Haratake Naoki, Ozawa Hiroki, Morimoto Yoshihiro, Yamashita Nami, Daimon Tatsuaki, Bhattacharya Atrayee, Wang Keyi, Nakashoji Ayako, Isozaki Hideko, Shimokawa Mototsugu, Kikutake Chie, Suyama Mikita, Hashinokuchi Asato, Takada Kazuki, Takenaka Tomoyoshi, Yoshizumi Tomoharu, Mitsudomi Tetsuya, Hata Aaron N, Kufe Donald
Department of Medical Oncology, Dana-Farber Cancer Institute Harvard Medical School, Boston, Massachusetts.
Department of Medicine, Massachusetts General Hospital and Harvard Medical School, Boston, Massachusetts.
J Thorac Oncol. 2024 Mar;19(3):434-450. doi: 10.1016/j.jtho.2023.10.017. Epub 2023 Nov 3.
Osimertinib is an irreversible EGFR tyrosine kinase inhibitor approved for the first-line treatment of patients with metastatic NSCLC harboring EGFR exon 19 deletions or L858R mutations. Patients treated with osimertinib invariably develop acquired resistance by mechanisms involving additional EGFR mutations, MET amplification, and other pathways. There is no known involvement of the oncogenic MUC1-C protein in acquired osimertinib resistance.
H1975/EGFR (L858R/T790M) and patient-derived NSCLC cells with acquired osimertinib resistance were investigated for MUC1-C dependence in studies of EGFR pathway activation, clonogenicity, and self-renewal capacity.

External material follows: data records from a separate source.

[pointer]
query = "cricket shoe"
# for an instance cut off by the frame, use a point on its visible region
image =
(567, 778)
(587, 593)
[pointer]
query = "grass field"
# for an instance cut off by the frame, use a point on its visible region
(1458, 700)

We reveal that MUC1-C is up-regulated in H1975 osimertinib drug-tolerant persister cells and is necessary for activation of the EGFR pathway. H1975 cells selected for stable osimertinib resistance (H1975-OR) and MGH700-2D cells isolated from a patient with acquired osimertinib resistance are found to be dependent on MUC1-C for induction of (1) phospho (p)-EGFR, p-ERK, and p-AKT, (2) EMT, and (3) the resistant phenotype. We report that MUC1-C is also required for p-EGFR, p-ERK, and p-AKT activation and self-renewal capacity in acquired osimertinib-resistant (1) MET-amplified MGH170-1D #2 cells and (2) MGH121 Res#2/EGFR (T790M/C797S) cells. Importantly, targeting MUC1-C in these diverse models reverses osimertinib resistance. In support of these results, high MUC1 mRNA and MUC1-C protein expression is associated with a poor prognosis for patients with EGFR-mutant NSCLCs.
Our findings reveal that MUC1-C is a common effector of osimertinib resistance and is a potential target for the treatment of osimertinib-resistant NSCLCs.
奥希替尼是一种不可逆的表皮生长因子受体(EGFR)酪氨酸激酶抑制剂,被批准用于一线治疗携带EGFR外显子19缺失或L858R突变的转移性非小细胞肺癌(NSCLC)患者。接受奥希替尼治疗的患者总会通过涉及额外EGFR突变、MET扩增和其他途径的机制产生获得性耐药。目前尚不清楚致癌性MUC1-C蛋白是否参与奥希替尼获得性耐药。
在EGFR通路激活、克隆形成能力和自我更新能力的研究中,对H1975/EGFR(L858R/T790M)细胞和具有奥希替尼获得性耐药的患者来源的NSCLC细胞进行MUC1-C依赖性研究。
我们发现MUC1-C在H1975奥希替尼耐药持久性细胞中上调,并且是EGFR通路激活所必需的。从具有奥希替尼获得性耐药的患者中分离出的、经筛选具有稳定奥希替尼耐药性的H1975细胞(H1975-OR)和MGH700-2D细胞被发现对MUC1-C有依赖性,可诱导(1)磷酸化(p)-EGFR、p-ERK和p-AKT,(2)上皮-间质转化(EMT),以及(3)耐药表型。我们报告,在获得奥希替尼耐药的(1)MET扩增的MGH170-1D #2细胞和(2)MGH121 Res#2/EGFR(T790M/C797S)细胞中,MUC1-C对于p-EGFR、p-ERK和p-AKT激活以及自我更新能力也是必需的。重要的是,在这些不同模型中靶向MUC1-C可逆转奥希替尼耐药。为支持这些结果,高MUC1 mRNA和MUC1-C蛋白表达与EGFR突变的NSCLC患者的不良预后相关。
我们的研究结果表明,MUC1-C是奥希替尼耐药的常见效应因子,并且是治疗奥希替尼耐药NSCLC的潜在靶点。